Re: [PATCH nf-next,v1 0/6] revisiting nf_tables ruleset validation

Pablo Neira Ayuso <pablo@xxxxxxxxxxxxx> · Tue, 20 May 2025 13:29:43 +0200

On Tue, May 20, 2025 at 12:42:50PM +0200, Florian Westphal wrote:
> Pablo Neira Ayuso <pablo@xxxxxxxxxxxxx> wrote:
> > On Thu, May 15, 2025 at 08:03:13AM +0200, Florian Westphal wrote:
[...]
> > > >   netfilter: nf_tables: honor validation state in preparation phase
> > > >   netfilter: nf_tables: add infrastructure for chain validation on updates
> > > >   netfilter: nf_tables: add new binding infrastructure
> > > >   netfilter: nf_tables: use new binding infrastructure
> > > >   netfilter: nf_tables: add support for validating incremental ruleset updates
> > > > 
> > > >  include/net/netfilter/nf_tables.h |  52 +-
> > > >  net/netfilter/nf_tables_api.c     | 800 ++++++++++++++++++++++++++++--
> > > >  net/netfilter/nft_immediate.c     |  25 +-
> > > >  3 files changed, 844 insertions(+), 33 deletions(-)
> > > 
> > > This is a lot of new code but no explanation as to why is given.
> > 
> > These are the results of a test program I made, which is incrementally
> > adding elements to an already populated verdict map with 100k elements.
> > 
> > The ruleset validation shows in the perf callgraph, for each new
> > element that is added:
> > 
> >     55.06%  nft-buffer       [kernel.kallsyms]           [k] nft_chain_validate
> >      7.68%  nft-buffer       [kernel.kallsyms]           [k] nf_tables_commit
> >      7.19%  nft-buffer       [kernel.kallsyms]           [k] nft_table_validate
> >      5.34%  nft-buffer       [kernel.kallsyms]           [k] nft_rhash_walk
> >      2.82%  swapper          [kernel.kallsyms]           [k] mwait_idle_with_hints.constprop.0
> >      1.26%  nft-buffer       [kernel.kallsyms]           [k] __rhashtable_walk_find_next
> >      1.09%  nft-buffer       [kernel.kallsyms]           [k] nft_setelem_validate
> >      0.94%  nft-buffer       [kernel.kallsyms]           [k] rhashtable_walk_next
> >      0.54%  nft-buffer       libnftables.so.1.1.0        [.] nft_parse
> > 
> > This is a test adding 100 new elements including jump to chain in a
> > existing 100k verdict map.
> > 
> > With this approach, there is no need to fully validate the chain
> > graph.
> > 
> > > Does this fix bugs with the existing scheme?
> > 
> > The two initial patches are targetted at fixing minor issues.
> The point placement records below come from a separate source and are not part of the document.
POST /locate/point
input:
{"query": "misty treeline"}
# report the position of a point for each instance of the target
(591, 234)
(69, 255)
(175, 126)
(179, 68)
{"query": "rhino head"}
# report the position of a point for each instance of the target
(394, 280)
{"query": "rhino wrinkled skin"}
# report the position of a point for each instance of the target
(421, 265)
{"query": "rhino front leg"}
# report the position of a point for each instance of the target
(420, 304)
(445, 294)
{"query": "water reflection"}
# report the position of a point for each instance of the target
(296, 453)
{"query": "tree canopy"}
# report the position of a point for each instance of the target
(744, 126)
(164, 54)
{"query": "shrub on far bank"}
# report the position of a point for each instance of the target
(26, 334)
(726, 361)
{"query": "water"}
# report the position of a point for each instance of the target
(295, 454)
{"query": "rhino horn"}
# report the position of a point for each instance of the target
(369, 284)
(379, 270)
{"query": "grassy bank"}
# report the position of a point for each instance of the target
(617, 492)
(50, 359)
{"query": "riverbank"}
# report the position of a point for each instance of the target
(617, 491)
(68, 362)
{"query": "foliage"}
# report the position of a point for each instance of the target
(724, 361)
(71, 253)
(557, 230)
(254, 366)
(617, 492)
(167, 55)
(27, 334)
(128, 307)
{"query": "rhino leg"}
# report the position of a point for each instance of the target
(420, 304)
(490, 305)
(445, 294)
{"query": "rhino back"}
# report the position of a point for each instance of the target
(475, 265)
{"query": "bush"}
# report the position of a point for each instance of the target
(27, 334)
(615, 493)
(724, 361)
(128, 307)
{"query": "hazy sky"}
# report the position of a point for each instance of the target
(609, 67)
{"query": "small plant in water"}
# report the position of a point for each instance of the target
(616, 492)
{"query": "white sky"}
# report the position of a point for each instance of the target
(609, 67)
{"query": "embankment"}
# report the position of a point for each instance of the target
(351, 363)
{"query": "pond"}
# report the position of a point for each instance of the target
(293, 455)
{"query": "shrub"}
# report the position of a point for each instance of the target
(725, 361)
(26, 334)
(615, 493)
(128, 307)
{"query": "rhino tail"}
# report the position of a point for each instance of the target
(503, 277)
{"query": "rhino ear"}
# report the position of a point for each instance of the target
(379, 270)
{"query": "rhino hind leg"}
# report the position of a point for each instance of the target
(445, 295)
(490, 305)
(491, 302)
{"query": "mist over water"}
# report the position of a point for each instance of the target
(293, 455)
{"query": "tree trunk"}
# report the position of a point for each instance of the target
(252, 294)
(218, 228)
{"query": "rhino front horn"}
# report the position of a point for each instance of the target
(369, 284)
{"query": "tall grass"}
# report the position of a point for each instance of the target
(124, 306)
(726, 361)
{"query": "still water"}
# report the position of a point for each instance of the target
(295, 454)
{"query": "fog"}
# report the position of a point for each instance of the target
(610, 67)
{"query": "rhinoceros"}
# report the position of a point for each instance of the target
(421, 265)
The
> > remaining patches are new code, they are passing tests/shell with
> > CONFIG_KASAN and CONFIG_KMEMLEAK. I will post v2 but I would like to
> > run more fuzz test on the error path.
> > 
> > > Or is this an optimization? If so, how big is the speedup?
> > 
> > Optimization. After this series, validation does not show up near the
> > top 10; this is the first symbol in the perf call graph:
> > 
> >      0.03%  nft-buffer       [nf_tables]               [k] __nft_chain_validate
> > 
> > and it is far from the top 10.
> > 
> > I can include this information in v2 so they can sit in the mailing
> > list for a while, there is a few bugs in v1 that I have addressed.
> > Phil has spotted one in them.
> > 
> > Moreover, I can move the bindings hashtable to make it per-net to
> > control the maximum number of jump/goto per family. This is a lot
> > larger than Shaun's update, you have to tell me your preference on
> > this.
> 
> I think Shauns approach is better due to backporting reasons.

Yes, it is small.

I could not find a way to extend the existing loop and validation
routines to make it incremental.

> Once the new code is stable enough you can move the jump limitation
> check there.
> 
> Makes sense?

OK.

> > Old binding code can possibly go away, but that requires closer look
> > too.
> 
> Yes, lets keep it for now until there is confidence that the split
> approach catches all issues.
> 
> I suggest to do this by adding a WARN_ON_ONCE() in the old path once
> you think the new code should have prevented cycles in 100% of cases,
> then remove it after e.g. 6-12 months or so.

This is how it works in v2:

On new table, the classic full ruleset validation from basechain is
done.

On existing tables, from the chain that has been updated (either new
rule or new jump/goto to reach it), the incremental routine backtracks
to find the basechain. If chain callstack is too deep, then it falls
back to the classic full ruleset validation from basechains. If it
detects a loop when backtracking, it also falls back to classic full
ruleset validation (it could be a loop in chains that are not
connected to basechain, this is currently allowed). Then, from the
chain that has been updated, call the existing nft_validate_chain()
using the collected basechains that can reach such updated chain. The
nft_validate_chain() function already relies on too deep callstack to
detect loops.

So the backtracking is used to find and collect the basechains that
can reach this chain.

Loop and checking if expression is accepted from this chain (eg.
masquerade from filter chain type) is done in one single pass.

Incremental is a fast path, but in case backtracking cannot collect
basechains, then it fallbacks to classic ruleset validation.

I will look into the WARN_ON_ONCE() you suggest.